AMD has also been recognised in the annual HPCwire Readers' and Editors' Choice Awards at SC21. The company won ten awards, including Best Sustainability Innovation in HPC, Best HPC Server Product and the Outstanding Leadership in HPC award presented to president and CEO Dr Lisa Su.

AMD is engaged broadly across the HPC industry with its AMD EPYC and AMD Instinct products, along with the ROCm open ecosystem. Through high-profile installations like the ongoing deployment of Oak Ridge National Laboratory's Frontier supercomputer, AMD says it's bringing the compute technologies and performance needed to support current and future research developments across the world.

Highlights of Frontier and other new HPC systems in the industry include:

  • Adastra, an HPE supercomputer that will have two partitions powered by AMD CPUs and accelerators, was recently announced by GENCI, the French national agency for HPC, and CINES, the National Computing Center for Higher Education.

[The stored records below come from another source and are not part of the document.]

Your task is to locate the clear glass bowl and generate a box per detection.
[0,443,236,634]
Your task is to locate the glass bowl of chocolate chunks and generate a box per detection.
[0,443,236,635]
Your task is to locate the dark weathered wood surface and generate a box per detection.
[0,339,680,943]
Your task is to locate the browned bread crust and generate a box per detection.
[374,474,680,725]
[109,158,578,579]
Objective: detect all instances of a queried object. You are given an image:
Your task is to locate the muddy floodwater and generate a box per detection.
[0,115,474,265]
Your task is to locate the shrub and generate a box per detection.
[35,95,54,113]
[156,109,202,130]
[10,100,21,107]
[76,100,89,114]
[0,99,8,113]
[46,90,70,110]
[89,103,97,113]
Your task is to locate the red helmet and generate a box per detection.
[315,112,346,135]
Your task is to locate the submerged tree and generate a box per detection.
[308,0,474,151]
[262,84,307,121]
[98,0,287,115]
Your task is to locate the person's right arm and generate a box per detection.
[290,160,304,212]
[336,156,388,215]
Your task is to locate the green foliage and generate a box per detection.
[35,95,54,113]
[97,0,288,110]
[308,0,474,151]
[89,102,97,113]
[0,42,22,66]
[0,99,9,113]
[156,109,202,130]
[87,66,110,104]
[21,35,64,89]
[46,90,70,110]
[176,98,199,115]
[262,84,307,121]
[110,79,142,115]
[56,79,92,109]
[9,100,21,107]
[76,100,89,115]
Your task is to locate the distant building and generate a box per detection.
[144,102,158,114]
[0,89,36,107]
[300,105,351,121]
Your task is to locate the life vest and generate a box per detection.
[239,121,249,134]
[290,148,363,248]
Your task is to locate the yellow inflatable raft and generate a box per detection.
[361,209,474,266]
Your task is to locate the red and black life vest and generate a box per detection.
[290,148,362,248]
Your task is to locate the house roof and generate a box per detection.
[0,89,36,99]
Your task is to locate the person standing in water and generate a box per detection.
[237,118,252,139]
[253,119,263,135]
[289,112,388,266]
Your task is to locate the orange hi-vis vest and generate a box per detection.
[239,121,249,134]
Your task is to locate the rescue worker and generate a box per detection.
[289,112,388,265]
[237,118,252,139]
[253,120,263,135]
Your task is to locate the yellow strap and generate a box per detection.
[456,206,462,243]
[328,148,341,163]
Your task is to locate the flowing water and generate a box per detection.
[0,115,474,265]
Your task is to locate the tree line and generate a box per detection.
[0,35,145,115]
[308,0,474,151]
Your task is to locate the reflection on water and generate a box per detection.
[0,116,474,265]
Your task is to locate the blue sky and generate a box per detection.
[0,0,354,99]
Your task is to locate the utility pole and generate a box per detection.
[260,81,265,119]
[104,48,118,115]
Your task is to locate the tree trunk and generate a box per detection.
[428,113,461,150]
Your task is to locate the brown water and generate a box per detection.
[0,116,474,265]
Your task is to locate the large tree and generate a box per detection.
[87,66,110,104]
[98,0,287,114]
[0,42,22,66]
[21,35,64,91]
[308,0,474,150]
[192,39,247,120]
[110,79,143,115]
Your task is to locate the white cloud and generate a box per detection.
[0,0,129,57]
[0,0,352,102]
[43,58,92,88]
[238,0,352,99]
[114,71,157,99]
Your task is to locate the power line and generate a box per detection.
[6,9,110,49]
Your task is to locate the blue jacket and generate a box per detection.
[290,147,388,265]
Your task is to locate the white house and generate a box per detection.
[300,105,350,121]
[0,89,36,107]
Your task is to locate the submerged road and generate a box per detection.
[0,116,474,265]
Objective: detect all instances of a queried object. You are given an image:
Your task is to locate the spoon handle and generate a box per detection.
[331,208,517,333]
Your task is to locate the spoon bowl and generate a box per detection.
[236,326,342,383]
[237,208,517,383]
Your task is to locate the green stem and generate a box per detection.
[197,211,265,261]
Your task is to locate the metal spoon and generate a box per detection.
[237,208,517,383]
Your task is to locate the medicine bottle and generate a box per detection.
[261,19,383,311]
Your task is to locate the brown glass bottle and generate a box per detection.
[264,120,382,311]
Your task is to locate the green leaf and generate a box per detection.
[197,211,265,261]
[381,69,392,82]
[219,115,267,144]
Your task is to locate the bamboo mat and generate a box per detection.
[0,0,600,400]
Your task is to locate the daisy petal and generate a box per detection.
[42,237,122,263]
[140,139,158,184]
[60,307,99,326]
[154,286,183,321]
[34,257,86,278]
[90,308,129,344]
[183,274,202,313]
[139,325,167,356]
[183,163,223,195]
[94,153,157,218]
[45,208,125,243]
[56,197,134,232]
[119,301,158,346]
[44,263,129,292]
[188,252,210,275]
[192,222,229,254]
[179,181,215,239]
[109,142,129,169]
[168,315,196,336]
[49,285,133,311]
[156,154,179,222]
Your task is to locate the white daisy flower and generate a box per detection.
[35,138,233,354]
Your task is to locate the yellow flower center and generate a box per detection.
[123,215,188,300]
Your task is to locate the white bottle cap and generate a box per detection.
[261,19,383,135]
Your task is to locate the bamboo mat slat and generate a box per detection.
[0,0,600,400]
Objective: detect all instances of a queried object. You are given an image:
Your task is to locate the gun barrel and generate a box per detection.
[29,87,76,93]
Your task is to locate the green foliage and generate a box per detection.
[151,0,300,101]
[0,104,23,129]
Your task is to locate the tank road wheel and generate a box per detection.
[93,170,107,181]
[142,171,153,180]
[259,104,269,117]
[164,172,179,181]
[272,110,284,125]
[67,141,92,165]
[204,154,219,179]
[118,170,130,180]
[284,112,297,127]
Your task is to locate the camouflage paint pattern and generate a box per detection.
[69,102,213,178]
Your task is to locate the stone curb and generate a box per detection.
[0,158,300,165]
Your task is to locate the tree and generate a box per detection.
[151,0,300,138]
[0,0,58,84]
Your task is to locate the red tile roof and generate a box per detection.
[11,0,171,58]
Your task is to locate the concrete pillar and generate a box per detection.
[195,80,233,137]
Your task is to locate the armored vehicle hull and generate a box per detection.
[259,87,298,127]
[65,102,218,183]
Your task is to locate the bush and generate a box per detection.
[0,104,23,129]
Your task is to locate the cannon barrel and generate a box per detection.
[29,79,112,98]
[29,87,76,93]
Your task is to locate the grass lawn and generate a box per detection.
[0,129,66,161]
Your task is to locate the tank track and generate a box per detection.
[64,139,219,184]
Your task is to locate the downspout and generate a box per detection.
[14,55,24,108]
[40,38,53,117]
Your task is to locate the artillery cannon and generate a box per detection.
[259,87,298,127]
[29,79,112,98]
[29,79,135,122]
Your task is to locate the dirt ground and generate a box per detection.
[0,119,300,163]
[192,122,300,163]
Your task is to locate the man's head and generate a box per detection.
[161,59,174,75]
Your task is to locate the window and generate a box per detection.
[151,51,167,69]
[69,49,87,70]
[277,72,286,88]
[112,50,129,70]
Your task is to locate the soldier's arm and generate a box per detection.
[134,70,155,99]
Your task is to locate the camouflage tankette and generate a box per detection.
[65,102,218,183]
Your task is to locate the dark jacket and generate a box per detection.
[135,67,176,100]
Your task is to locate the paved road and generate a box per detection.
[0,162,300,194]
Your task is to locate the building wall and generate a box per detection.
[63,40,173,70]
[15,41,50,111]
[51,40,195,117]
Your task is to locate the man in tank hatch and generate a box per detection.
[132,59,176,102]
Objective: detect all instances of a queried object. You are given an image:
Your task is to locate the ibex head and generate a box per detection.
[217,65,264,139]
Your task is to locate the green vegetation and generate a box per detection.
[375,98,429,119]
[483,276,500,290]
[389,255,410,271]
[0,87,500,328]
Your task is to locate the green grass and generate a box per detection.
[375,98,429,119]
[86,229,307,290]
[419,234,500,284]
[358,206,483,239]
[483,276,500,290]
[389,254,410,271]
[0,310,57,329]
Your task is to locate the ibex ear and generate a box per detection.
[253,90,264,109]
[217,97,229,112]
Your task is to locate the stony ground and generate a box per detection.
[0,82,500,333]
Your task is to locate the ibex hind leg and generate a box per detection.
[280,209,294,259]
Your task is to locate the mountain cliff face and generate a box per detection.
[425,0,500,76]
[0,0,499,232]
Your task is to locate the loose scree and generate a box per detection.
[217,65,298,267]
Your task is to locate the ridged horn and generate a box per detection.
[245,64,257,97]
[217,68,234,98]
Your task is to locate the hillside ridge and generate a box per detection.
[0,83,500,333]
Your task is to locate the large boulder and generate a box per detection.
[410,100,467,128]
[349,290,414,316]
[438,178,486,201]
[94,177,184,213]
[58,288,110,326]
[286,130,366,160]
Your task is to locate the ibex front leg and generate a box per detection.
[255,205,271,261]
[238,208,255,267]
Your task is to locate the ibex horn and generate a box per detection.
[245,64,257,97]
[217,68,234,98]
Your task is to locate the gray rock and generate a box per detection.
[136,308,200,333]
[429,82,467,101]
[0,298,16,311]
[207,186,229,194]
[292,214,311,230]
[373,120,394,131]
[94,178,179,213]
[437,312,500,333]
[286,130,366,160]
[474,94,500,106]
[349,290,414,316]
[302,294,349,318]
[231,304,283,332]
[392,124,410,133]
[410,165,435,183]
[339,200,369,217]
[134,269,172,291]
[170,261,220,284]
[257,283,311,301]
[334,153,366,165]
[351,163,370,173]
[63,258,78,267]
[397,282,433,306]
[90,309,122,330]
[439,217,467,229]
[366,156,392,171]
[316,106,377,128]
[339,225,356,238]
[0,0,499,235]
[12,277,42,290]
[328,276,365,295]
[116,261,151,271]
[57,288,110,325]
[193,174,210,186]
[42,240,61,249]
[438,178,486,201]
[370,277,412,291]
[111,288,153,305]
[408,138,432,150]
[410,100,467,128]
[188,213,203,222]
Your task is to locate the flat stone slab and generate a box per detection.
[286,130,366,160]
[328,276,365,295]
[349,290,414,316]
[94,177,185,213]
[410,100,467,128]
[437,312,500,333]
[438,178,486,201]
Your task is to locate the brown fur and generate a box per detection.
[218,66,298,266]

The first partition is based on next-generation AMD EPYC processors code-named "Genoa", and the second partition is based on 3rd Gen AMD EPYC processors and AMD Instinct MI250x accelerators.
  • Argonne National Laboratory's "Polaris" testbed supercomputer, powered by AMD EPYC 7003 series processors, enables scientists and developers to tackle a range of AI, engineering and scientific projects.
  • A new supercomputer built by HPE using AMD EPYC CPUs to advance weather forecasting and climate research for the National Center of Meteorology in the United Arab Emirates. HPE also updated Eni's supercomputer to accelerate the discovery of energy sources using AMD EPYC processors. 
  • Oak Ridge National Laboratory's "Frontier" exascale computer – which is powered by optimised 3rd Gen AMD EPYC processors and AMD Instinct MI250x accelerators.
  • The Texas Advanced Computing Center at The University of Texas at Austin launched Lonestar6, a Dell Technologies supercomputer powered by AMD EPYC 7003 series processors. 
  • University of Vermont's Advanced Computing Core, powered by AMD EPYC processors and AMD Instinct accelerators, driving research into COVID-19 and solutions to future potential threats to global health. 
  • Washington University's advanced clustering technologies, powered by AMD EPYC processors, studying COVID-19 and home to the Folding@home project.

This year, AMD launched its AMD EPYC 7003 series processor, a high performing server processor. Since then, there has been increased adoption from partners across the industry in various fields, such as biomedicine, predicting natural disasters, clean energy, semiconductors and microelectronics.

Expanding on the features of the EPYC 7003 series processor, AMD recently previewed the 3rd Gen EPYC processor with AMD 3D V-cache. By utilising innovative packaging technology, which layers the L3 cache in EPYC 7003 series processors, AMD 3D V-Cache technology offers enhanced performance for the technical computing workloads prevalent in HPC. Microsoft Azure HPC virtual machines featuring 3rd Gen EPYC with AMD 3D V-Cache are currently available in Private Preview and will be available globally soon.

AMD also unveiled the world's fastest HPC and AI accelerator, AMD Instinct MI250X. Designed with the AMD CDNA 2 architecture, the AMD Instinct MI200 series accelerators deliver up to 4.9x the peak FP64 performance versus competitive data center accelerators, which is critical for HPC applications like weather modelling. The AMD Instinct MI200 series accelerators are also the first to have over 100 GB high-bandwidth memory capacity, delivering up to 3.2 terabytes per second.